The Russian Wassily Kandinsky and a few others were the first to show such works in public in late 1911 and 1912, according to Leah Dickerman, who curated “Inventing Abstraction, 1910–1925”, now at the Museum of Modern Art in New York. The Biographical Dictionary website credits Kandinsky with “painting early modern abstract works”.
But some scholars say an obscure Swedish artist, excluded from the MoMA exhibition and catalog, should be credited. The artist, Hilma af Klint (1862-1944), is the subject of a solo exhibition at the famous Moderna Museet in Stockholm.
‘Art history needs to be rewritten,’ says art historian Julia Voss in light of af Klint’s exhibition, which features nearly 200 works, including abstract paintings from before 1910 For Ms. Voss, af Klint’s early work undermines claims that Kandinsky, Francis Picabia, Kazimir Malevich and others were the pioneers.
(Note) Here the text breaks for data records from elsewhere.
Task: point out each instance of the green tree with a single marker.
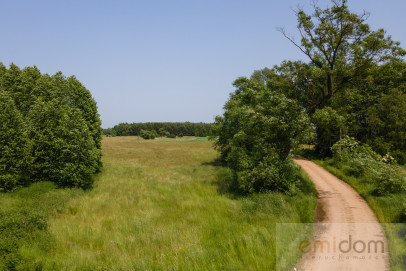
(15, 145)
(387, 121)
(63, 149)
(341, 46)
(256, 133)
(328, 125)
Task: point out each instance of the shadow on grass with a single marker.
(226, 180)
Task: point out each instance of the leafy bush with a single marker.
(255, 135)
(15, 146)
(152, 134)
(360, 160)
(49, 129)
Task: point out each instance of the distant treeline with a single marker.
(174, 128)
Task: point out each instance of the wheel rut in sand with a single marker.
(345, 225)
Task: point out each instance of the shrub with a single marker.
(49, 129)
(64, 150)
(15, 145)
(148, 134)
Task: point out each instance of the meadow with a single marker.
(160, 204)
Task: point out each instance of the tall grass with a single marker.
(159, 205)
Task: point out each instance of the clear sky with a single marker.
(161, 60)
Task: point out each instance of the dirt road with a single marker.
(347, 235)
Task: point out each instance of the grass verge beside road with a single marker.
(157, 205)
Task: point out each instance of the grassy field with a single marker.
(157, 205)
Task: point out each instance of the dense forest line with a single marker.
(160, 128)
(49, 129)
(353, 86)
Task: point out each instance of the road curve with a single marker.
(346, 223)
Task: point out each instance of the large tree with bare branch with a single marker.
(341, 47)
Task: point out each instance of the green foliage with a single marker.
(162, 128)
(328, 124)
(151, 134)
(15, 146)
(355, 79)
(255, 135)
(359, 160)
(63, 147)
(388, 121)
(50, 129)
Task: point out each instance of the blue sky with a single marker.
(162, 60)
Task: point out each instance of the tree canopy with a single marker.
(50, 129)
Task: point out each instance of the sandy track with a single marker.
(342, 215)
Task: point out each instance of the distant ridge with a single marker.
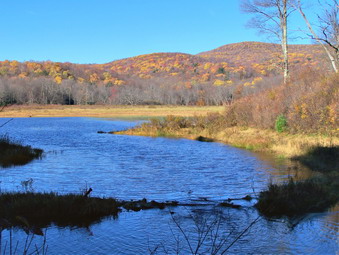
(225, 65)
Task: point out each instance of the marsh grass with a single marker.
(296, 198)
(14, 153)
(321, 159)
(42, 209)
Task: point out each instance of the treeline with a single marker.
(308, 103)
(44, 90)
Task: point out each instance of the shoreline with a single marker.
(258, 140)
(106, 111)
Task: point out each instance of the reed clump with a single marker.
(40, 210)
(297, 198)
(43, 209)
(14, 153)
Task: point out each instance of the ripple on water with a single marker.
(130, 167)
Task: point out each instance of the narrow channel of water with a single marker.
(131, 167)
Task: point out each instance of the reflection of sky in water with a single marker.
(130, 167)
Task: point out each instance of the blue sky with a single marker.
(100, 31)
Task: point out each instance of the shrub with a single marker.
(295, 198)
(280, 123)
(13, 153)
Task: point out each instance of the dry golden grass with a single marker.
(261, 140)
(104, 111)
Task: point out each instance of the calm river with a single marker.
(132, 167)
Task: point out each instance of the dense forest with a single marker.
(210, 78)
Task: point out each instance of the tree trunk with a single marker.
(332, 58)
(283, 20)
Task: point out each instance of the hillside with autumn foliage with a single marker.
(212, 77)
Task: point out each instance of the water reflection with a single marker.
(163, 169)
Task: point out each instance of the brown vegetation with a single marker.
(108, 111)
(211, 78)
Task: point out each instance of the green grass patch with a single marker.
(13, 153)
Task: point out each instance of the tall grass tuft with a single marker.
(14, 153)
(42, 209)
(296, 198)
(322, 159)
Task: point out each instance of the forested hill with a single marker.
(222, 66)
(161, 78)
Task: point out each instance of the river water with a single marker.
(132, 167)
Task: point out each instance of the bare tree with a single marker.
(328, 37)
(271, 17)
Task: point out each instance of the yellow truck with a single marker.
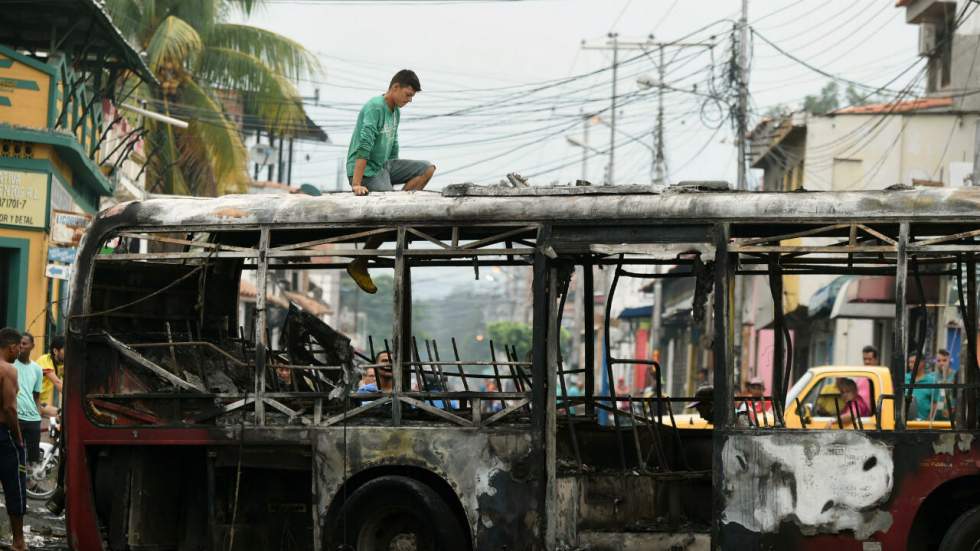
(811, 401)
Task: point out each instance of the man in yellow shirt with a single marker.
(53, 367)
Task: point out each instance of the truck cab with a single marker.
(814, 401)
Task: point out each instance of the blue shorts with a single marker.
(395, 172)
(13, 474)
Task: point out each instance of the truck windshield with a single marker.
(797, 388)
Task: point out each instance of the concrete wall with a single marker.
(856, 152)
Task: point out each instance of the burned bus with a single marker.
(193, 425)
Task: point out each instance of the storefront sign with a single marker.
(23, 198)
(64, 255)
(57, 271)
(67, 228)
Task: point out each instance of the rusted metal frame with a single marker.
(402, 324)
(840, 420)
(459, 368)
(945, 248)
(416, 363)
(517, 406)
(188, 242)
(921, 336)
(452, 394)
(588, 339)
(496, 372)
(541, 438)
(801, 413)
(205, 344)
(877, 234)
(489, 363)
(816, 249)
(779, 323)
(463, 253)
(609, 360)
(503, 376)
(637, 447)
(498, 237)
(553, 332)
(656, 447)
(723, 373)
(172, 256)
(429, 238)
(441, 413)
(973, 374)
(357, 411)
(139, 359)
(459, 365)
(437, 370)
(900, 337)
(335, 239)
(345, 252)
(943, 239)
(261, 322)
(804, 233)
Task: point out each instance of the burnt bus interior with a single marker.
(165, 348)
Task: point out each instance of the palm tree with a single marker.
(200, 57)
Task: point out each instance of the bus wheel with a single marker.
(397, 513)
(964, 534)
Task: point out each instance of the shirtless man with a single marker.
(13, 455)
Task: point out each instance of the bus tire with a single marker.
(964, 534)
(392, 509)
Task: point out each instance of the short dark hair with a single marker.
(844, 382)
(9, 336)
(406, 77)
(57, 341)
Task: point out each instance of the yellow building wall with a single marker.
(27, 107)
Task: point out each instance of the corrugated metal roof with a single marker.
(922, 104)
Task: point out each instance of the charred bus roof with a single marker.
(557, 205)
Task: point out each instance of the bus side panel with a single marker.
(835, 489)
(490, 473)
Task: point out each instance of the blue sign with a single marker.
(64, 255)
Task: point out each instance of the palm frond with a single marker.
(285, 56)
(271, 96)
(222, 143)
(174, 41)
(127, 16)
(246, 6)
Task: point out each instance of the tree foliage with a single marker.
(200, 60)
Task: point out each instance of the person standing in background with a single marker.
(53, 367)
(29, 377)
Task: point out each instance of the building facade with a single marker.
(60, 63)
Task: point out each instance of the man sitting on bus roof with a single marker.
(372, 157)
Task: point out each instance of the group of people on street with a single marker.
(27, 392)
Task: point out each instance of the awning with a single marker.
(870, 297)
(643, 312)
(822, 302)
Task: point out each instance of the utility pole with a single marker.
(612, 114)
(585, 150)
(743, 93)
(659, 163)
(615, 44)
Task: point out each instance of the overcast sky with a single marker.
(494, 99)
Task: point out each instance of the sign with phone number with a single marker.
(23, 198)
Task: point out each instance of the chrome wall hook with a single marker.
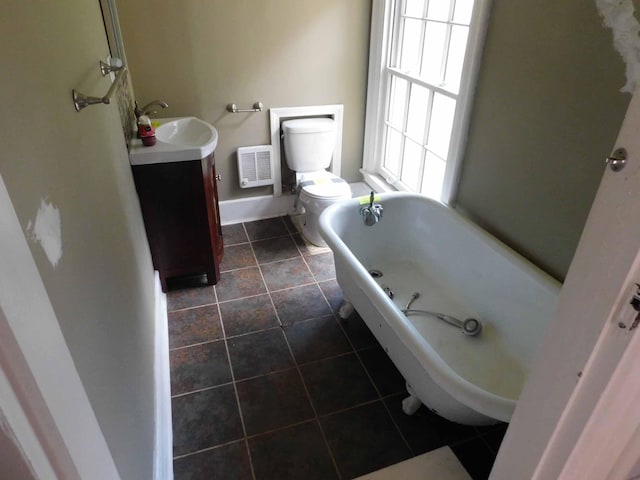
(617, 160)
(80, 100)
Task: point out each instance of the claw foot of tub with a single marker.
(411, 404)
(346, 309)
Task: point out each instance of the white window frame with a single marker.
(382, 21)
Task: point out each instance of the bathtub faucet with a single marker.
(372, 213)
Not so, says Ms. Dickerman, curator of the MoMA exhibit. Af Klint “painted in isolation and did not exhibit his works, nor participate in the public discussions of that time”. In the exhibition, Ms. Dickerman attempts to show that there was not just one pioneering abstract work, but several evolved around the same time and were first shown at the end of 1911. Mrs. Dickerman defends her decision to exclude af Klint: “I find what she did absolutely fascinating, but I’m not even sure she saw her paintings as works of art.”
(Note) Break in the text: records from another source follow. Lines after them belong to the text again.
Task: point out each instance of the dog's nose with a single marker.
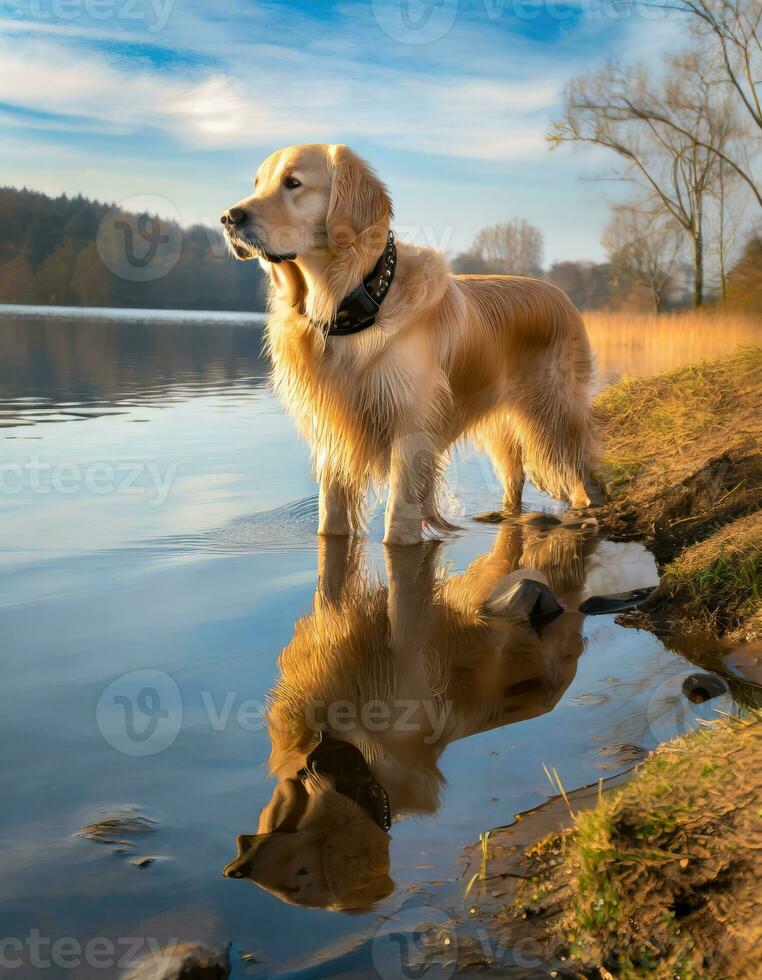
(233, 216)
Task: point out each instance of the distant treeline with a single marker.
(53, 253)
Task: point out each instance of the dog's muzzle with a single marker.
(245, 245)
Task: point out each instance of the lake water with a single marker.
(157, 548)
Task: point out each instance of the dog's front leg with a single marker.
(333, 508)
(409, 466)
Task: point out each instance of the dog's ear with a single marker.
(359, 201)
(288, 283)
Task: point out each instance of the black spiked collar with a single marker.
(358, 309)
(346, 766)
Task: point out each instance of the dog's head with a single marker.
(307, 199)
(317, 849)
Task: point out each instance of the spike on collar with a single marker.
(346, 766)
(358, 310)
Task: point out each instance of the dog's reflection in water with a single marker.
(376, 683)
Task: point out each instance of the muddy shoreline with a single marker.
(658, 876)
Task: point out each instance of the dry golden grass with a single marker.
(719, 580)
(660, 430)
(648, 344)
(682, 469)
(664, 874)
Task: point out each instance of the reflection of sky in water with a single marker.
(207, 586)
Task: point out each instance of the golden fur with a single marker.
(441, 657)
(502, 360)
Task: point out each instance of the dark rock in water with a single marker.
(601, 605)
(703, 687)
(579, 522)
(184, 961)
(524, 594)
(621, 754)
(491, 517)
(116, 828)
(538, 519)
(144, 862)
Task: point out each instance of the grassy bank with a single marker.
(682, 471)
(652, 344)
(661, 878)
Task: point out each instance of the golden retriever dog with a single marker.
(502, 360)
(389, 677)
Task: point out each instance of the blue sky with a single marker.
(178, 101)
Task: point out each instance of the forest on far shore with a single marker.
(70, 251)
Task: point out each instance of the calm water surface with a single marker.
(158, 514)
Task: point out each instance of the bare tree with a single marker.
(665, 131)
(734, 27)
(643, 247)
(731, 35)
(513, 247)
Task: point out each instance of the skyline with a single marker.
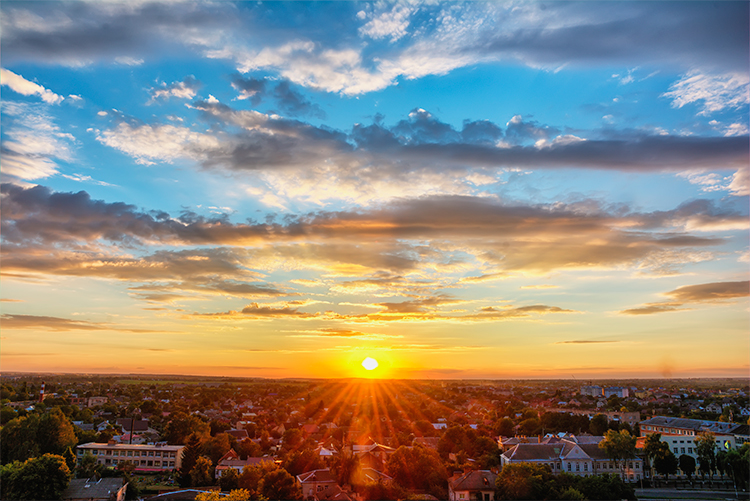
(456, 190)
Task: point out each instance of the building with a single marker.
(104, 489)
(592, 391)
(575, 455)
(232, 460)
(680, 433)
(616, 391)
(631, 418)
(315, 483)
(145, 457)
(473, 485)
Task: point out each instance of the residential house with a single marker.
(145, 457)
(473, 485)
(575, 455)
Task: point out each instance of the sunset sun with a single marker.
(370, 364)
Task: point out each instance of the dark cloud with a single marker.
(293, 103)
(636, 33)
(715, 292)
(258, 311)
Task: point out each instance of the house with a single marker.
(145, 457)
(232, 460)
(579, 456)
(104, 489)
(476, 485)
(315, 482)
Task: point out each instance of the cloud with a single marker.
(186, 89)
(714, 92)
(715, 292)
(58, 324)
(257, 311)
(586, 341)
(34, 144)
(293, 103)
(22, 86)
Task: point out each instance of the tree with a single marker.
(88, 467)
(704, 446)
(190, 455)
(619, 446)
(181, 426)
(279, 484)
(44, 477)
(55, 432)
(598, 424)
(229, 479)
(417, 468)
(505, 427)
(687, 465)
(301, 461)
(201, 474)
(666, 463)
(525, 481)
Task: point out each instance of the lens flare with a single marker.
(369, 363)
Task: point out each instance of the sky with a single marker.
(454, 189)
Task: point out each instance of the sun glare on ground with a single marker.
(370, 364)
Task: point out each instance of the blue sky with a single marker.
(261, 188)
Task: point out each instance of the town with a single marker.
(115, 437)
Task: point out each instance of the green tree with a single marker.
(229, 479)
(705, 443)
(301, 461)
(181, 426)
(55, 432)
(505, 427)
(88, 467)
(687, 465)
(666, 463)
(202, 472)
(279, 484)
(44, 477)
(190, 455)
(525, 481)
(417, 468)
(598, 425)
(619, 446)
(70, 458)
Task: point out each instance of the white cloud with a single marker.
(389, 24)
(166, 143)
(33, 143)
(716, 92)
(740, 183)
(19, 84)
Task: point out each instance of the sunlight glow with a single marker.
(370, 363)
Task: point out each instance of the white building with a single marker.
(145, 457)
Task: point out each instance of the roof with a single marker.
(82, 488)
(95, 445)
(323, 475)
(535, 452)
(696, 425)
(474, 480)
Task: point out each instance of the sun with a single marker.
(370, 363)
A huge af Klint canvas from 1907, hanging in the Moderna Museet, features circular lines and rectangular shapes filled with different colors on a pink background. “The Ten Largest, No. 10”, as the work calls it, is clearly abstract. The show ends May 26.
The daughter of a sea captain, af Klint, became interested in both painting and mysticism at an early age, participating in seances before the age of 20. She painted in a naturalistic style in the late 19th century and befriended a group who made contact during the seances with “great masters”, who she says dictated some of her paintings.
Af Klint ordered his abstract paintings to be hidden from the public until 20 years after his death; she believed that only then would viewers understand them. She permitted exhibitions of her naturalistic works – for example, in a 1911 exhibition at the Royal Academy of Fine Arts in Stockholm.
She remains more or less unknown to the international art world, whereas last fall a Kandinsky fetched $23 million, a record for the artist, at Christie’s in New York.
Iris Müller-Westermann, curator of af Klint’s solo exhibition at the Moderna Museet, thinks af Klint deserves mention alongside Kandinsky and his companions. “The male-dominated world of that era denied that women could be creative, but she created something new,” she says.
But Felix Krämer, who heads the modern art department at the Städel Museum in Frankfurt, Germany, says, “It’s not productive to rewrite art history every week. Art history is not a competition” where it only counts to be first. He points out that there may have been painters working abstractly before af Klint. Ms. Müller-Westermann notes that, unlike Kandinsky, af Klint neither taught abstraction nor exhibited his abstract works and as such was unable to influence his peers.
“When is a painting abstract?” asks Mr Krämer. “Each portrait with a golden background is, in a way, abstract.”